The Metal-oxide-semiconductor field-effect transistor (MOSFET) is a type of FET that consists of three layers: a metal top electrode (a conductor, called the gate), an oxide layer (working as an insulator separating the gate from the semiconductor layer), and a semiconductor layer (called the body). Its operation is based upon the modulation of the semiconductor conductivity by the electric field introduced in the body by the gate, the so-called field effect. This transistor was invented by Dawon Khang and Martin Atalla in 1960, at Bell Labs.
There are four contacts altogether: in addition to the gate and body contacts already described, there are two contacts atop the body at opposite sides of the gate called source and drain. Because the transistor is symmetrical, they can swap their functions. They do not permit current flow to the body in normal operation, as they form reverse biased diodes with the body. They do allow current between source and drain upon formation (by the gate) of a surface channel at the top surface of the body, next to the insulator. The channel conductivity depends upon the voltage difference between the gate and body (Vgb). The amount of current drawn in the channel depends upon the voltage drop across it, the drain to source voltage (Vds). The channel strength also is affected by so-called "back gate bias", that is, by the body to source voltage (Vbs).
The modern MOSFET structure is shown in the figure (with a bow to artistic license). It is rather complex, as it is made to control a number of undesirable or parasitic effects that detract from its ideal behavior. Among these are unwanted capacitances between the gate and source and gate and drain, reduced by introduction of spacers at the sides of the gate. Another problem is high source-to-body and drain-to-body capacitance, which is reduced by raising the source and drain above the body, so the sidewall contact areas are reduced. These parasitic capacitances have to be charged and discharged between on and off conditions, and slow down device operation. Also undesired is penetration of the source and drain fields underneath the gate, which interferes with the channel formation. That effect is reduced by use of shallow junction extensions and screening halo implants, both designed to keep the source and drain fields close to their electrodes, and away from the gate.
For power applications a different geometry is used, notably asymmetric in drain and source geometry.
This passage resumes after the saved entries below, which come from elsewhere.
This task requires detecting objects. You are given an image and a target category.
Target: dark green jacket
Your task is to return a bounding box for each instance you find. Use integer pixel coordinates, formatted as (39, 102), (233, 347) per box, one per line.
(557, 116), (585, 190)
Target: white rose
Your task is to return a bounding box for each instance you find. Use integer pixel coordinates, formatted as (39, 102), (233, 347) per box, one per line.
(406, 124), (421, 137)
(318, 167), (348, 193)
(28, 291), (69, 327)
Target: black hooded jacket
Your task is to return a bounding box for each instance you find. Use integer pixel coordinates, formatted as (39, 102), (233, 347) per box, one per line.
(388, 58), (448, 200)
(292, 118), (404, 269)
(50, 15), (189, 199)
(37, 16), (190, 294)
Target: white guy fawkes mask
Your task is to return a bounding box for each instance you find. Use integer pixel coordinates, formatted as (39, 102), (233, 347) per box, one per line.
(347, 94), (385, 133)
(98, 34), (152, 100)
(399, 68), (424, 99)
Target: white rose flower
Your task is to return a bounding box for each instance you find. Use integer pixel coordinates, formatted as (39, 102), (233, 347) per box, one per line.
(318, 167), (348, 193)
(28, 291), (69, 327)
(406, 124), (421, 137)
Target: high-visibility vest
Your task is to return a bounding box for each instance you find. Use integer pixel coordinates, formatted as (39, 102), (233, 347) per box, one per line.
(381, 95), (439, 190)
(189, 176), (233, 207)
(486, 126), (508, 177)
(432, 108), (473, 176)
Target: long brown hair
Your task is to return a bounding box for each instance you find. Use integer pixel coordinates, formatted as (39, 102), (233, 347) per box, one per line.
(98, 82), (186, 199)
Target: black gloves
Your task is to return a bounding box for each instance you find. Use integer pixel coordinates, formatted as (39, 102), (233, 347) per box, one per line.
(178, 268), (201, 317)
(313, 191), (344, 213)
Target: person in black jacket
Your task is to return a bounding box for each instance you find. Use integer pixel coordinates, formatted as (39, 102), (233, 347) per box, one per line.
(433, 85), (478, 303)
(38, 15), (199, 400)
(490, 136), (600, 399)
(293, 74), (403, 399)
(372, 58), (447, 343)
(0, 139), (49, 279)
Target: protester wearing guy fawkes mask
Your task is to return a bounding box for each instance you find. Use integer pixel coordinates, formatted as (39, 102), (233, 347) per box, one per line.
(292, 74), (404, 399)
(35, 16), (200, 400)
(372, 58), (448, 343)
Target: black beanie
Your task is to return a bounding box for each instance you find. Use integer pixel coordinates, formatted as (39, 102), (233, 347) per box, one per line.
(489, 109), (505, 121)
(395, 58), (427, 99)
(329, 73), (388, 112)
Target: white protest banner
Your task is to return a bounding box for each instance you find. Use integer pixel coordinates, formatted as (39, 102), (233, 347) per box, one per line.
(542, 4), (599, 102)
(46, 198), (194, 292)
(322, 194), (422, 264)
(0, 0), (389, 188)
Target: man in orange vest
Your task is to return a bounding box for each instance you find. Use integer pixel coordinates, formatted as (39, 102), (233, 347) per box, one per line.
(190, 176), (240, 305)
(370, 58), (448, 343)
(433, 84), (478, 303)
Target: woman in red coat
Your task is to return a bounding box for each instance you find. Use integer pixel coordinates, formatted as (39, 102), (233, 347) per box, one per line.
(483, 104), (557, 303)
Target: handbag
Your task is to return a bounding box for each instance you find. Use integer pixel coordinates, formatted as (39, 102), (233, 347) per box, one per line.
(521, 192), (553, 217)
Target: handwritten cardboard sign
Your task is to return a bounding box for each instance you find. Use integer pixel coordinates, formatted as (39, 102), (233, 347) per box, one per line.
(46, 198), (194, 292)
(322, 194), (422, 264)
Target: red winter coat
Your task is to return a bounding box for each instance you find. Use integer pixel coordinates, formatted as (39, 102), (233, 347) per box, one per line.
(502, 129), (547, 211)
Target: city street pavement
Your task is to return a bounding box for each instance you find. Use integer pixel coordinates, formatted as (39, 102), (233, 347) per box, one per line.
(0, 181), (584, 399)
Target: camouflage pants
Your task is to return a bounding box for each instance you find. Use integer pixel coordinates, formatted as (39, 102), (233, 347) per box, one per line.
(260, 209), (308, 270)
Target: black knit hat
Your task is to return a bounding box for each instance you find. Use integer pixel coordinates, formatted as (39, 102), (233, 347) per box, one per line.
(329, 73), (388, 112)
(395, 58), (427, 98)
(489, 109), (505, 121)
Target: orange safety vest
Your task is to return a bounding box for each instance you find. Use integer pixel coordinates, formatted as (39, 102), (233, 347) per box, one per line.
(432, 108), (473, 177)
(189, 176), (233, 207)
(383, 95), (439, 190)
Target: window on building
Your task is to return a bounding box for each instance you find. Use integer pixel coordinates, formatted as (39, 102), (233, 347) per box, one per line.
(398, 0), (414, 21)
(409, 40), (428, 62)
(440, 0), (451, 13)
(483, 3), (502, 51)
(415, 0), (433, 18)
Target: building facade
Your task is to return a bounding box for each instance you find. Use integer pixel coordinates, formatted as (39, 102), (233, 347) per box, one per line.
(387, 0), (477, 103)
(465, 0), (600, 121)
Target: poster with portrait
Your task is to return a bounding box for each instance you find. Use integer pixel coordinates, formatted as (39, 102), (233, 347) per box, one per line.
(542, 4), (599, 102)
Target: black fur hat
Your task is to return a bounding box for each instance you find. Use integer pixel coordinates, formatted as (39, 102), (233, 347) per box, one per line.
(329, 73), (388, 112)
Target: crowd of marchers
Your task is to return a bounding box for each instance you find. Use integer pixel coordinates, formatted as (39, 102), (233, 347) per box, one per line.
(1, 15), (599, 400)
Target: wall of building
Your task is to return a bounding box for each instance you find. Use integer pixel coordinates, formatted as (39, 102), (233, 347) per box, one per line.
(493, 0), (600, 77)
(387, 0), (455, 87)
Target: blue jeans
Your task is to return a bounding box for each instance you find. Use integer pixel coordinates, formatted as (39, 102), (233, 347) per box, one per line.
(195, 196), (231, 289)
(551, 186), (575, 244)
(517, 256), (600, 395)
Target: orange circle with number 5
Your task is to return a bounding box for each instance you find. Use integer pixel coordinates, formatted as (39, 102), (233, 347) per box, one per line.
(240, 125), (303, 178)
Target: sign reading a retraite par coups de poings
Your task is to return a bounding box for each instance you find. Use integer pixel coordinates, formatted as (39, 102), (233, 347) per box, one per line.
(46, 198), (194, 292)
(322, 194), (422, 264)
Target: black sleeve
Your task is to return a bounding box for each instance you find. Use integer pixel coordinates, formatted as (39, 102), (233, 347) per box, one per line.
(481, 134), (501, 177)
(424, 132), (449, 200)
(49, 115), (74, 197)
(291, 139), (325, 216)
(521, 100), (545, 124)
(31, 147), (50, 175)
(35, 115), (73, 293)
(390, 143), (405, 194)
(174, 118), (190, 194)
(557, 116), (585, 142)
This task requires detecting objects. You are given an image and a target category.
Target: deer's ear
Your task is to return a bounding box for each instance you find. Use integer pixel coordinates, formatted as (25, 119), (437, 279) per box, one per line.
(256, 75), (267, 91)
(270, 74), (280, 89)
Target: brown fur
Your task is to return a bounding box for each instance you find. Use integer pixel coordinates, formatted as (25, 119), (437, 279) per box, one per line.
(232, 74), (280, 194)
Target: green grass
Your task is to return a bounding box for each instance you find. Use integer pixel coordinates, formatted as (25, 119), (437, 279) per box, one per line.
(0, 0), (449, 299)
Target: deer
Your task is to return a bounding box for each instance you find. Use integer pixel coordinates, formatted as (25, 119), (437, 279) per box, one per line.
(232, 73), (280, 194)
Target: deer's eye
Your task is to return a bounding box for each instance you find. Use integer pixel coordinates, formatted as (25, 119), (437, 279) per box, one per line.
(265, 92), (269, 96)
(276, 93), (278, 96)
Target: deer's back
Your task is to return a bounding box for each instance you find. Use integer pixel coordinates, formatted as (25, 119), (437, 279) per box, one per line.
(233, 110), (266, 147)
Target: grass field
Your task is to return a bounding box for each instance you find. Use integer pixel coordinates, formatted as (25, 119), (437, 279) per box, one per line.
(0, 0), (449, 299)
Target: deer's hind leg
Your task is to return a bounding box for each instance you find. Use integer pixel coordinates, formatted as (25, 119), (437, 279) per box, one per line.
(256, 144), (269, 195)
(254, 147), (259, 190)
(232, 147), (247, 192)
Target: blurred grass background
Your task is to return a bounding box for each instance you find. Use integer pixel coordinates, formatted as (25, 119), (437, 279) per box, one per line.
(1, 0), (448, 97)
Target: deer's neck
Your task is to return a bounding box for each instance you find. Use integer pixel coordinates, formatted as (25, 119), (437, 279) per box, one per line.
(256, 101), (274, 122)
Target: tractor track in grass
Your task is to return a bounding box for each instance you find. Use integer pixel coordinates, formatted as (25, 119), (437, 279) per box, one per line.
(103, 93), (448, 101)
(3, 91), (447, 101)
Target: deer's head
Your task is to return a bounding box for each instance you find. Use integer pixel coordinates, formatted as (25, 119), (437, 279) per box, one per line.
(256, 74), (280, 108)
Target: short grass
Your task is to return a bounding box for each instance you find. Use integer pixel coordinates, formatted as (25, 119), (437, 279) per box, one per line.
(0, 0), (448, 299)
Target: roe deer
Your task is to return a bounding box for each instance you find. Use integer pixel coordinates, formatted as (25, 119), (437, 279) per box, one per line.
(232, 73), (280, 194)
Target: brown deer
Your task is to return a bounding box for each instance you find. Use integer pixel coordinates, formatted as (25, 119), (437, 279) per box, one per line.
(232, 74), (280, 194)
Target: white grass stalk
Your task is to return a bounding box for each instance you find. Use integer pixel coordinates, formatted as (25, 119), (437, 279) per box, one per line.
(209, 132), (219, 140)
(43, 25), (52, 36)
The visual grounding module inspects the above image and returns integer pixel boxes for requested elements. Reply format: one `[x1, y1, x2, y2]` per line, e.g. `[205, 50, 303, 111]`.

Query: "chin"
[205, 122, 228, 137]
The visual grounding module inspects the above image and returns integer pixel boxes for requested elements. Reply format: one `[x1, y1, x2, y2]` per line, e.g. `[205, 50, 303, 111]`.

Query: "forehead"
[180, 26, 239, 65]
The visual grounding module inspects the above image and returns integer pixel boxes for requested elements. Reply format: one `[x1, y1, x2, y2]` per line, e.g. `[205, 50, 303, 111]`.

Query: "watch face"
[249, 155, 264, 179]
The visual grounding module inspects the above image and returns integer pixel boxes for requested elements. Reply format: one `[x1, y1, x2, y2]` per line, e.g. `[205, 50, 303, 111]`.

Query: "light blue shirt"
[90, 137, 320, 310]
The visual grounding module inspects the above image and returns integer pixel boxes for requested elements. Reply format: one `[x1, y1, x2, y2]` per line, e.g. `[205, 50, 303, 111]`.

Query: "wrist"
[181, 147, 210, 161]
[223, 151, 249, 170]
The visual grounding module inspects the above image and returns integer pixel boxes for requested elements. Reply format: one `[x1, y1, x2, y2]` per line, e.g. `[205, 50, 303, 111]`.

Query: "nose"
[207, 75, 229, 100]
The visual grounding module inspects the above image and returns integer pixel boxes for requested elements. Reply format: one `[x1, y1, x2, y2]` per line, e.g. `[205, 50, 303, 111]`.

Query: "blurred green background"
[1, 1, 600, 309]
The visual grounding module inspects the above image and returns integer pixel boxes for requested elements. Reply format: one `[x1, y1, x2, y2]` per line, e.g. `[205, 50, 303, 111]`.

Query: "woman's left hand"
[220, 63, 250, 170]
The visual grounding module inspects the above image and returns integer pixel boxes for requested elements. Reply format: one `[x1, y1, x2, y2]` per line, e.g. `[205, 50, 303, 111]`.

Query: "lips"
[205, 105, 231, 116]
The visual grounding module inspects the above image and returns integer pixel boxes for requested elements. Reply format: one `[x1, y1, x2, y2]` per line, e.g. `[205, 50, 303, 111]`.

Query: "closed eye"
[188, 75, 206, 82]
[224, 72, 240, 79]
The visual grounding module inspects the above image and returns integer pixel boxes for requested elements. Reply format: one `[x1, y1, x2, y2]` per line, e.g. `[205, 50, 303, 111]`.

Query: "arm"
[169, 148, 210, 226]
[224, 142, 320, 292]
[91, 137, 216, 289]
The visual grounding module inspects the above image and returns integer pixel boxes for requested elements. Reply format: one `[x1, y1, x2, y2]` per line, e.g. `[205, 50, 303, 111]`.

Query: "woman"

Special attention is given to the drain, which is adapted to large drain voltages. The figure shows an example called the UMOSFET because of the U-shaped gate. This cross-section is is only one from a huge array of identical parallel fingers (the diagram is repeated to right and left with identical structures) all tied together in one device to handle large currents. As indicated by different colors in the figure, the source and drain are both n-type, and the body is p-type, or vice versa. The drain is specially doped to have a wide drift region, allowing reduction of the large drain voltage before it reaches the channel, and also allowing the current from the channel to spread out before reaching the drain contact, lowering the device resistance. The channel is present only when the gate voltage is large enough to turn the device "on", forming an inversion layer.